The Indian Railways’ Mahamana Express was unveiled with great fanfare for being a swanky new alternative to our typical tired, rundown and unattractive railway coaches. Many of us had seen pictures of smart enclosed basins, attractive light fittings, plush berths and décor add-ons.  The train runs three times a week between New Delhi and Varanasi and was flagged off on 22nd January 2016 by the Prime Minister himself. But just days after being pressed into service the train now has broken fittings, litter, clogged sinks… a far cry from the spanking new train that it was just days ago.

Mahamana Express1

Dirty Mahamana Express – new no more

These before and after pictures have been circulating on Twitter for the past couple of days:

Mahamana Express3

There is trash overflowing from waste bins, chucked into basins, damaged accessories, empty water and beer bottles, wasted food and clogged drains:

Mahamana Express2

 

 

Mahamana Express2

 

 

Mahamana Express

 

 

Mahamana Express

 

 

There is news of water taps and toilet kits being stolen from the train as well. The litter and damage was in the general bogies as well as AC 2 and 3 tier coaches.

Mahamana Express4

Apparently passengers on this train will now receive etiquette lessons and a campaign will try and educate passengers on keeping the train clean. Ticket collectors will keep vigil and counsel passengers against damaging property.
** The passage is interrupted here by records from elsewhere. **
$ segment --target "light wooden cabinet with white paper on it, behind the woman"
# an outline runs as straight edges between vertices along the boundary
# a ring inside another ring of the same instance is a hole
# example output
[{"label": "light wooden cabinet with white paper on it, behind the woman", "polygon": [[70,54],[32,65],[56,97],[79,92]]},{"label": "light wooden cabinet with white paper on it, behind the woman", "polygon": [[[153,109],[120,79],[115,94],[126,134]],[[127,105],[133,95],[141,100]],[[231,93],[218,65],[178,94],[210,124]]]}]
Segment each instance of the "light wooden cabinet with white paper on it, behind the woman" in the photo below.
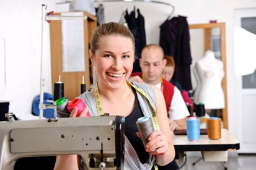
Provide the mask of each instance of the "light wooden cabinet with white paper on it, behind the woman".
[{"label": "light wooden cabinet with white paper on it, behind the woman", "polygon": [[[54,84],[58,82],[60,75],[61,82],[64,83],[64,96],[68,100],[73,100],[81,94],[80,85],[83,76],[84,82],[86,83],[86,90],[90,87],[89,43],[90,37],[97,27],[97,19],[88,12],[83,12],[83,14],[87,15],[87,19],[84,20],[84,64],[86,68],[84,72],[63,72],[61,20],[52,20],[50,23],[52,89],[54,90]],[[60,13],[54,15],[60,15]]]}]

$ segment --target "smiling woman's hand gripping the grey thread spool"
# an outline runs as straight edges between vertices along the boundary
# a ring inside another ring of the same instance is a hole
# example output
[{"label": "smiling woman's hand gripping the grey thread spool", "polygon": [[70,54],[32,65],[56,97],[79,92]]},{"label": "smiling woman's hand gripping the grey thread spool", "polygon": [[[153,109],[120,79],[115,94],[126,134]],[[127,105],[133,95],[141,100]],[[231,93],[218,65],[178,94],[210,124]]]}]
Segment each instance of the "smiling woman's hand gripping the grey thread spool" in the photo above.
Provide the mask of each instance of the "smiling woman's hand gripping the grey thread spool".
[{"label": "smiling woman's hand gripping the grey thread spool", "polygon": [[[139,138],[141,135],[137,132]],[[149,142],[146,144],[146,151],[151,155],[157,155],[159,157],[163,157],[167,155],[168,151],[168,141],[166,135],[164,135],[159,130],[154,130],[148,138]]]}]

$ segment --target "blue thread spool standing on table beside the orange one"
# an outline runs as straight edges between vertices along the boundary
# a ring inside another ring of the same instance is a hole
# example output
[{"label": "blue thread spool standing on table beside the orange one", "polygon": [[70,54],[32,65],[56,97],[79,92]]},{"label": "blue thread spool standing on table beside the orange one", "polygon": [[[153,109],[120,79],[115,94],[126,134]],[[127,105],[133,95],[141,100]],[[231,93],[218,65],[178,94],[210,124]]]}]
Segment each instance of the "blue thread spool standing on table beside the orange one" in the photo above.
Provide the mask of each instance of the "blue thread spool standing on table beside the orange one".
[{"label": "blue thread spool standing on table beside the orange one", "polygon": [[186,120],[188,140],[198,140],[200,138],[200,121],[196,117],[189,117]]}]

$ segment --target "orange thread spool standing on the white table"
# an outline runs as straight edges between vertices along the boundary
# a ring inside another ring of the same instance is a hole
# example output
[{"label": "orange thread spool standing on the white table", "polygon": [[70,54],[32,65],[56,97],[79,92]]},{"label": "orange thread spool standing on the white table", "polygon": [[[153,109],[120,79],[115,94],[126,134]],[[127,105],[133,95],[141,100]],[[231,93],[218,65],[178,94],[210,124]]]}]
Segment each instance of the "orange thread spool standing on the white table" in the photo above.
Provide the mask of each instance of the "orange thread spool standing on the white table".
[{"label": "orange thread spool standing on the white table", "polygon": [[208,131],[208,138],[210,139],[221,138],[221,118],[210,117],[210,119],[207,120],[207,131]]}]

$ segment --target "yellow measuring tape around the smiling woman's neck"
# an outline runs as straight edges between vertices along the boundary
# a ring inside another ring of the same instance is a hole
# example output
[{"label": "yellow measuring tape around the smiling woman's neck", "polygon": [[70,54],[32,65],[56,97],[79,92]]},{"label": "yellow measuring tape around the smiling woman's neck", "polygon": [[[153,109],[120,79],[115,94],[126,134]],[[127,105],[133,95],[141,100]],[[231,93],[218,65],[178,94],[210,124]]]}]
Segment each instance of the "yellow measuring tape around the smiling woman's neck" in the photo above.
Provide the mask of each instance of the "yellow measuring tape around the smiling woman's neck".
[{"label": "yellow measuring tape around the smiling woman's neck", "polygon": [[[130,83],[130,82],[128,82],[128,83]],[[155,127],[156,130],[160,130],[160,127],[159,127],[159,124],[158,124],[158,121],[157,121],[157,117],[156,117],[156,111],[153,108],[152,104],[150,103],[148,95],[145,93],[145,91],[143,91],[140,88],[133,85],[133,83],[130,83],[130,85],[133,88],[135,88],[136,91],[141,93],[141,95],[143,95],[147,99],[148,104],[149,104],[149,108],[151,109],[151,112],[152,112],[154,127]],[[102,116],[102,115],[104,115],[104,111],[103,111],[103,108],[102,108],[102,104],[100,102],[100,93],[99,93],[99,89],[98,89],[98,83],[96,83],[96,85],[95,85],[95,92],[94,93],[95,93],[95,102],[96,102],[96,107],[97,107],[98,114],[100,116]],[[155,168],[155,170],[158,170],[158,167],[157,167],[156,163],[154,163],[154,168]]]}]

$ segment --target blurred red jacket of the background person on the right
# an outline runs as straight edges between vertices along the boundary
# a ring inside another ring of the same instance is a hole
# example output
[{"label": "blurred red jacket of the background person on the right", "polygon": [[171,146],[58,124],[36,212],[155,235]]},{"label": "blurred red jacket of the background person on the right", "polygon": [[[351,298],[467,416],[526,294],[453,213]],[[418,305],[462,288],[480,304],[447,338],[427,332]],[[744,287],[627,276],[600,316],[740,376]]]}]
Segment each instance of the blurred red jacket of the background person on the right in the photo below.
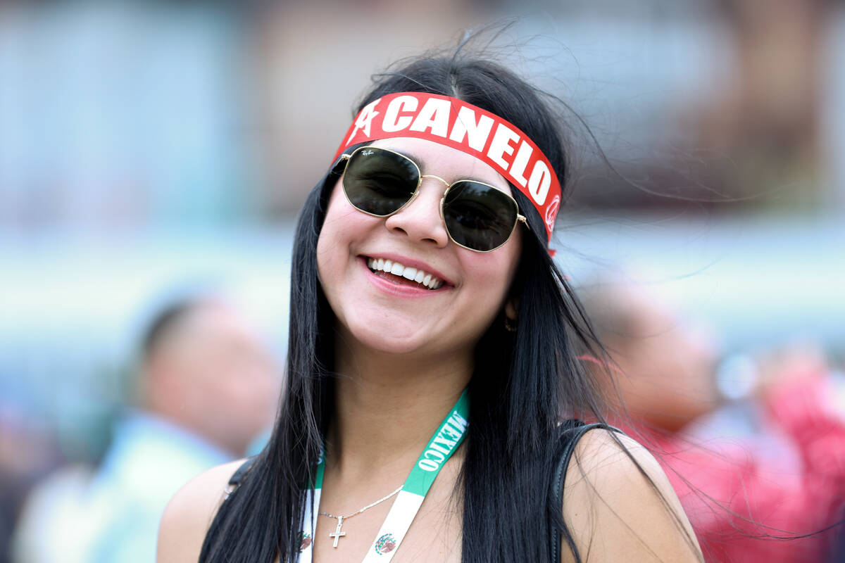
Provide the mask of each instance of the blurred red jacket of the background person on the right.
[{"label": "blurred red jacket of the background person on the right", "polygon": [[830,405],[828,383],[816,375],[793,377],[763,400],[771,431],[788,438],[797,454],[792,470],[773,467],[738,443],[717,448],[709,441],[648,436],[707,561],[830,560],[832,537],[842,527],[777,539],[818,532],[842,517],[845,420]]}]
Indians need counseling not to litter and damage public property?

Railway officials said that they don’t know how to check the littering, defacing and damage. They feel helpless to rectify this attitude  of wanton disregard for public property.  And to be sure it is a malaise that we see on the streets, in parks, in the market; practically everywhere. As people think nothing of littering trains, they think nothing of chucking garbage out of flashy cars, spitting wherever they want, urinating in public places…. The list of transgressions by Indians as litterbugs is lamentably long.

It is just dismaying that we have to be told not to litter, have to be directed and watched over like recalcitrant children so that we will not damage, deface and misuse public property. It is dismaying that unless it is our personal property we feel no sense of responsibility towards anything. Why is it that we Indians misuse every privilege– the Mahamana Express is just one illustration – that is granted to us?